Welche Eier sollten Sie wählen?
Ist Nummer 1 also immer die beste Wahl? Aus ernährungswissenschaftlicher Sicht gibt es kaum Unterschiede zwischen Eiern der Klasse 1 und 4. Aus Tierschutzsicht sind Eier der Klassen 1 und 2 jedoch eine gesündere Wahl für die Hühner und auch für die Verbraucher. Daher ist es wichtig, eine Balance zu finden, die zu Ihrer familiären Situation und Ihren Werten passt.
- Wenn Sie die Gesundheit Ihrer Kinder und das Tierwohl priorisieren ➔ wählen Sie Eier der Klassen 1 oder 2.
- Wenn Sie Ihren Proteinbedarf zu einem erschwinglichen Preis decken möchten ➔ erwägen Sie Eier der Klassen 3 oder 4.
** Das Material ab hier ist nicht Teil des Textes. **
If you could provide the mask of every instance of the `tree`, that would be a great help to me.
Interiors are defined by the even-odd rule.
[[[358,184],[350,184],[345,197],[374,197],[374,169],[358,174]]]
Wenn Sie das nächste Mal im Supermarkt sind, drehen Sie die Eierpackung um oder nehmen Sie ein Ei in die Hand und prüfen Sie die letzte Ziffer. Sie können dann denken: „Ah, diese Eier wurden von Hühnern gelegt, die auf einem großen Hof fröhlich herumgetollt sind!“ Ein kleines bisschen Aufmerksamkeit kann der erste Schritt sein, um unseren gesunden Esstisch und unseren Planeten zu verändern. Wir wünschen Ihnen einen schönen Tag voller Gesundheit!